Sans Faceted Lake 5 is a regular weight, normal width, low contrast, upright, short x-height font.
Keywords: headlines, logotypes, posters, packaging, signage, techno, industrial, futuristic, mechanical, retro digital, display impact, tech branding, industrial labeling, sci-fi styling, geometric construction, faceted, angular, beveled, octagonal, monolinear.
This typeface is built from straight strokes and clipped corners, replacing curves with planar facets that read like chamfered metal or a segmented display. Strokes are largely monolinear with crisp terminals and consistent joins, producing a clean, engineered rhythm. Counters tend to be compact and angular, and round letters (such as O and C) resolve into octagonal silhouettes. In text, the compact interior spaces and frequent corner cuts create a slightly staccato texture, with clear letter separation and a hard-edged silhouette.
Best suited for display settings where the angular construction can read at a glance: headlines, posters, branding marks, packaging, and signage.
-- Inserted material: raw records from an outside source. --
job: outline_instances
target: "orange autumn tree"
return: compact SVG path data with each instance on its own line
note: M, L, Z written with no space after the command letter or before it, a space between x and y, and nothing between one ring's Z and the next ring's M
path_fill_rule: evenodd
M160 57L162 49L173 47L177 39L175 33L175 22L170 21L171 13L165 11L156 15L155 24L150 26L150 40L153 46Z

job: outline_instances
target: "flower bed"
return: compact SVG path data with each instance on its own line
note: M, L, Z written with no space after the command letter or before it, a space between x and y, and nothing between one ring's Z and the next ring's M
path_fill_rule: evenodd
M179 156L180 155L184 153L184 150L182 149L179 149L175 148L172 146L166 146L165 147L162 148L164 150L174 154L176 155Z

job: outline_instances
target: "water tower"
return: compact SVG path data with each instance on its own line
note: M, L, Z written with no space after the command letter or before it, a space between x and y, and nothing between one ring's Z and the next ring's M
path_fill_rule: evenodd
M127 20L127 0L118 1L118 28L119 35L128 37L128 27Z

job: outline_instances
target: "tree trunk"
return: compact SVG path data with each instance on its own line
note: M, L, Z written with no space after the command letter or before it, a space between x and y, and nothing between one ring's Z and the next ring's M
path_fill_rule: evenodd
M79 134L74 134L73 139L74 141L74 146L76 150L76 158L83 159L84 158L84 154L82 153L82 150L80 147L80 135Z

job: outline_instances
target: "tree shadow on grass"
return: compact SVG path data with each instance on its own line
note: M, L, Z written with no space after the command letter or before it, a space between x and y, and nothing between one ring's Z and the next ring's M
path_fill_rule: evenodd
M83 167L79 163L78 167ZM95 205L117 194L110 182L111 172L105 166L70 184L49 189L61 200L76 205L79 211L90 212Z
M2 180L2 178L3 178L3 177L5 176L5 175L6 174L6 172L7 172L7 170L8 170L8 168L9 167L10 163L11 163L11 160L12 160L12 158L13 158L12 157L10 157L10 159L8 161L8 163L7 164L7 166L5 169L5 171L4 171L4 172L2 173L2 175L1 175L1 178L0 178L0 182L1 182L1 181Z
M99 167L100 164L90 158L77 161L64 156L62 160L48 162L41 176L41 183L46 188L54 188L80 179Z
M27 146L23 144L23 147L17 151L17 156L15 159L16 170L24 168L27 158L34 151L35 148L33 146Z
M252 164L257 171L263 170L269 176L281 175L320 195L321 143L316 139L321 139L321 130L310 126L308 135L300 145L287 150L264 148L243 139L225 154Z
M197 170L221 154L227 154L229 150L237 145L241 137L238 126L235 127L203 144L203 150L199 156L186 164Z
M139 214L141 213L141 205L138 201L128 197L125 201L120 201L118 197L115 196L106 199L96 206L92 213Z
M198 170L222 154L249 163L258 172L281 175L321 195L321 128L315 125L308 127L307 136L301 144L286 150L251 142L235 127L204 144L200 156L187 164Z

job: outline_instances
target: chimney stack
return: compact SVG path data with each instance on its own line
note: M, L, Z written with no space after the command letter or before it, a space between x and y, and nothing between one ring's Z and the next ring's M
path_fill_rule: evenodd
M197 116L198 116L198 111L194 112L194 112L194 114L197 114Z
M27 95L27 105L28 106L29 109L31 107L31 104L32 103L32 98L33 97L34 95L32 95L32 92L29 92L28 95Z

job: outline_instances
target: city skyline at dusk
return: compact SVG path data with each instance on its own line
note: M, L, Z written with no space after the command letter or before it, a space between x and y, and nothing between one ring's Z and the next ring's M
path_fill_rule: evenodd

It also works well for UI-style titling, product naming, and short labels, especially in tech, gaming, and industrial contexts where a faceted, engineered texture is desirable.
The overall tone is technical and utilitarian, with a sci‑fi and industrial flavor that feels at home in interfaces, machinery labeling, and retro-futurist graphics. Its faceted construction suggests precision and fabrication—more “manufactured” than handwritten or editorial—giving it an assertive, schematic presence.
The design appears intended to translate geometric sans proportions into a faceted, fabricated aesthetic, emphasizing hard corners, consistent stroke logic, and an industrial silhouette. It prioritizes visual character and thematic texture over neutral text continuity, making it particularly effective as a distinctive voice for titles and identity work.
Capitals come across as more emblematic and geometric, while the lowercase introduces more idiosyncratic, constructed shapes that emphasize the font’s custom display character. Numerals share the same clipped, segmented logic, reinforcing a cohesive, system-like look across alphanumerics.